No, the huts supply all these items. Please only take the items that you are sent on your course specific kit list, that is e-mailed to you at the time of booking. If you take anything else, it is extra weight, and unecessary.
What's in your pack each day?

We suggest that for any of our Tour Mont Blanc guided courses, you only take a day pack, to carry as little as possible. The majority of clients manage with a small rucksack of 25 - 30 litres capacity. Below is an outline of the essential kit to carry each day. Don't forget that all bedding is provided in huts, and you can leave extra baggage in Chamonix whilst out on your trek. A detailed kit list is sent to all those booking, but the list below gives you an idea of how to pack a very lightweight bag for a Tour Mont Blanc trek.


Walking boots & gaiters
Insulating layer (e.g. fleece)
Trekking poles
Walking trousers & shorts

Socks & underwear x2

Wicking top x2

Waterproof jacket & trousers
Sunglasses, sunscreen, hat
Gloves & warm hat
Blister & basic 1st aid kit


Sleeping bag liner (optional)
Passport (& visa if required)
Insurance card, cash & card
Small umbrella (optional)
Waterbottle c.1 litre
Travel towel & travelwash (optional)
Toiletries & wipes (minimalist)

Medication (if required)
iPod / book / camera (optional)
Head-torch

Things that you DON'T need to take include; hut shoes (provided), sleeping bag, roll matt, pillow, cutlery, mugs, crockery, stoves & pots, evening wear for hut, cards / games, maps, compass, guidebooks, alarm clocks, ski goggles, balaclava, ear-muffs, scarf, etc.

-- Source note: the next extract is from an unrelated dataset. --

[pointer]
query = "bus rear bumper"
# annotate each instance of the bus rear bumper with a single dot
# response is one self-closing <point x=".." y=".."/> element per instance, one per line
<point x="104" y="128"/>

The art of travelling lightweight is easy if using Alpine huts as bedding and food is provided. Think of them as basic mountain hotels, at which you can purchase soft and alcoholic drinks, extra food and packed lunches for each day. Baggage transfers are not required, as you are travelling with a small pack that contains everything for personal use, and most huts are inaccessible by road anyway!